BaFin’in raporu, bu olayların etkisine de ışık tuttu. 2023 yılında kesintiler, 7,12 milyon ödeme hizmeti kullanıcısını etkiledi ve toplamda 52,74 milyar Euro’luk işlemi etkiledi. Ancak, otorite, çoğu olayın nispeten az sayıda kullanıcıyı veya işlem hacmini etkilediğini ve birkaç ciddi vakanın ortalamaları çarpıttığını belirtti.
Finans sektöründeki BT dış kaynak kullanımının artan eğilimi, önemli bir endişe olarak öne çıktı. Bildirilen ödeme olaylarının yaklaşık %40’ı, finansal kurumlar yerine hizmet sağlayıcılara atfedildi. Bu durum, BT hizmetlerinin dış kaynak kullanımındaki yoğunlaşmanın potansiyel zayıflıkları ortaya koyduğunu gösteriyor.
E-bankacılık ve Mobil Bankacılık En Çok Etkilenenler
BaFin verileri, ödeme endüstrisinde en çok etkilenen sektörlerin e-bankacılık ve mobil bankacılık hizmetleri olduğunu gösteriyor. Ayrıca, düzenleyicinin vurguladığı üzere, “diğerleri” kategorisinde de birçok olay kaydedildi ve bu genellikle işlem işleme gecikmelerini içeriyordu. Etkilenen fonksiyonel alanlar açısından, olayların %60’ından fazlası işlemlerin temizlenmesi ve doğrudan veya dolaylı olarak yerleşimleri içeriyordu.
“Ortalama olarak, bir olay 224 milyon Euro’luk işlem hacmini etkiledi,” diye açıkladı BaFin. “Tüm olayların yarısı bile 14 milyon Euro’dan daha az bir değere sahipti (medyan değer). Bu durum, birkaç özellikle ciddi olayın ortalama değere güçlü bir şekilde yukarı yönlü etki yaptığını gösteriyor.”
DORA
İleriye dönük olarak, BaFin, Dijital Operasyonel Direnç Yasası’nın (DORA) 17 Ocak 2025’ten itibaren uygulanmasının sektörün operasyonel direncini güçlendireceğini öngörüyor. Yeni düzenleme, ciddi BT olaylarının raporlama gereksinimlerini tüm finans sektörü için genişletecek ve tüm finansal şirketler için tek tip standartlar belirleyecek.
“DORA, ciddi BT olaylarının raporlama gereksinimini tüm finans sektörüne genişletir ve tüm finansal şirketler için tek tip raporlama gereksinimlerini tanımlar,” diye ekledi BaFin.
Düzenleyici, DORA kapsamında genişletilmiş raporlamanın olaylara daha kapsamlı bir bakış sağlayacağını ve finansal istikrarı sağlamak için daha hızlı müdahalelere olanak tanıyacağını bekliyor.
BaFin’in 2023 raporu, finans sektöründe artan BT risklerine dikkat çekiyor. İçsel hatalardan kaynaklanan operasyonel olaylar, sektördeki güvenlik açıklarının ne kadar ciddi olduğunu gösteriyor.

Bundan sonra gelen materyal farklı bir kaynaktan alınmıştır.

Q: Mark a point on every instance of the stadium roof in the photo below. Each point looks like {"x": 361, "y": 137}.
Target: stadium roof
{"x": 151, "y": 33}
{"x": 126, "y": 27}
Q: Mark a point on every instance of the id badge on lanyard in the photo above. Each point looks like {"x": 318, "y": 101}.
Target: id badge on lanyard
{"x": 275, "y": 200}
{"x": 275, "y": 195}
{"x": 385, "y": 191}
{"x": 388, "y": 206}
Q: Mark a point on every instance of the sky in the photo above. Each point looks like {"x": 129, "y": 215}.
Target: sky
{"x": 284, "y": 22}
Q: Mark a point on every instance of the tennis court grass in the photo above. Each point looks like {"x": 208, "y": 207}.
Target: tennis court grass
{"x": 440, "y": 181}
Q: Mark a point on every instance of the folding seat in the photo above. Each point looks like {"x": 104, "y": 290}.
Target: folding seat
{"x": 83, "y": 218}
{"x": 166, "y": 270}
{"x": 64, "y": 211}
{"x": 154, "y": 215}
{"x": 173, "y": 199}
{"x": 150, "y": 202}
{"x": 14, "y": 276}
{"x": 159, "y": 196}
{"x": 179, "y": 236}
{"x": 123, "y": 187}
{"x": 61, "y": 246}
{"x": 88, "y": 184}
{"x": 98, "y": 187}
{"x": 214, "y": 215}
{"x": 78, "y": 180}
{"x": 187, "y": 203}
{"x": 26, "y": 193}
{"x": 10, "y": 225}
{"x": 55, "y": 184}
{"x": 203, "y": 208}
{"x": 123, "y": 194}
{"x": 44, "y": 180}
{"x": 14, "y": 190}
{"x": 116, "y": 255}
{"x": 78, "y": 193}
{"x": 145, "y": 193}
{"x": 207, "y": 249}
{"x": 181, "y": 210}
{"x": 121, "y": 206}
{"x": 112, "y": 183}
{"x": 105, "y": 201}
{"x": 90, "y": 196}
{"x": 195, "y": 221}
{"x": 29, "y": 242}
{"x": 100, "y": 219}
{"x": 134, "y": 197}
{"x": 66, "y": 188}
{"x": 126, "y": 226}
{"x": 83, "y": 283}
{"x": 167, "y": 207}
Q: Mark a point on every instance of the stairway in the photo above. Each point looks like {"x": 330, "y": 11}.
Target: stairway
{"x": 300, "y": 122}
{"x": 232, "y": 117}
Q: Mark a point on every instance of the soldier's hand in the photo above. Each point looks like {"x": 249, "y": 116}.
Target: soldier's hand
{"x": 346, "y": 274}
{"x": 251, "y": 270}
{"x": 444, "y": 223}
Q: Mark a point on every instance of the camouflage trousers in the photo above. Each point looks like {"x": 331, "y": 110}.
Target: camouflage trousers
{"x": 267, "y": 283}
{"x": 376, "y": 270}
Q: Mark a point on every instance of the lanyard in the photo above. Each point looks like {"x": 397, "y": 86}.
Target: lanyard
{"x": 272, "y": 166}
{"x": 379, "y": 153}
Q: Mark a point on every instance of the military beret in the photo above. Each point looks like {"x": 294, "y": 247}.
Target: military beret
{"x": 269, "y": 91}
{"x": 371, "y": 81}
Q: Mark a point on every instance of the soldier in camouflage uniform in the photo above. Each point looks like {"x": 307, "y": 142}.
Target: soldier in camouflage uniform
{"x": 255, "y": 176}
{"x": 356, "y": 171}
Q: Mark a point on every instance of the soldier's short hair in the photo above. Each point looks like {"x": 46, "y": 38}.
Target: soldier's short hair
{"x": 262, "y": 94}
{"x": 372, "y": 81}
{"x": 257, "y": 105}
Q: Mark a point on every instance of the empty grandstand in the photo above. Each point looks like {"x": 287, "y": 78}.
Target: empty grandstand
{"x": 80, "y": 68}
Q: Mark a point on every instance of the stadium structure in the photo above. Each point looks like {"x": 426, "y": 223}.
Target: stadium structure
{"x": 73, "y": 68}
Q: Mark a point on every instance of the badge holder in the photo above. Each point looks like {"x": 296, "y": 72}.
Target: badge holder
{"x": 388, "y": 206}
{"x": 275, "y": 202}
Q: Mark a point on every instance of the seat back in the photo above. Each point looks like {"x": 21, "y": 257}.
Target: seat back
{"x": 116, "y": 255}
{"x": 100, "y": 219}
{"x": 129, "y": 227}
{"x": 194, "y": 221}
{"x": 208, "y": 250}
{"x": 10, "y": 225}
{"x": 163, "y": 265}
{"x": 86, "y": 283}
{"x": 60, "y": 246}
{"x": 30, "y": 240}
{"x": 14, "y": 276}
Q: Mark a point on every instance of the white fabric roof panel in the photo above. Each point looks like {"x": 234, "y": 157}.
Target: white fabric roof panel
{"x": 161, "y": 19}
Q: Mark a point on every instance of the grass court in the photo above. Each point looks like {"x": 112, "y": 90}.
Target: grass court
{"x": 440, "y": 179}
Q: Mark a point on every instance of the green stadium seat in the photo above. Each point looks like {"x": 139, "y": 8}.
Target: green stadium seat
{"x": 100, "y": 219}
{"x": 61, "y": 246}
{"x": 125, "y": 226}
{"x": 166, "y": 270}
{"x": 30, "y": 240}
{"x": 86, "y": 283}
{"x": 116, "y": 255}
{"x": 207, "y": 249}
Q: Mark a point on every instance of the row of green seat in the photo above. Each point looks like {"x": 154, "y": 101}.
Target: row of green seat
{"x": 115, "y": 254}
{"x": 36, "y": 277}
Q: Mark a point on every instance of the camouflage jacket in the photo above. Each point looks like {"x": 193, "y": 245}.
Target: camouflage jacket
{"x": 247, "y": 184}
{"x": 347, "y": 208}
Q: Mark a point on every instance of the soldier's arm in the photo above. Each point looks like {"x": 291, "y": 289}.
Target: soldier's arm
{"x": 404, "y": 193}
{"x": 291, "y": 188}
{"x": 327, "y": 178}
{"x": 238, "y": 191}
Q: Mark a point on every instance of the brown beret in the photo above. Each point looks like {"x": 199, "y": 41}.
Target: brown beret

Özellikle BT hizmetlerinin dış kaynak kullanımındaki yoğunlaşma, potansiyel zayıflıkları artırıyor. DORA’nın uygulanması, bu risklerle mücadelede önemli bir adım olacak. Finansal kuruluşların, bu yeni düzenlemelere uyum sağlamaları ve BT güvenlik önlemlerini güçlendirmeleri, gelecekteki olayları önlemek için kritik öneme sahip olacak.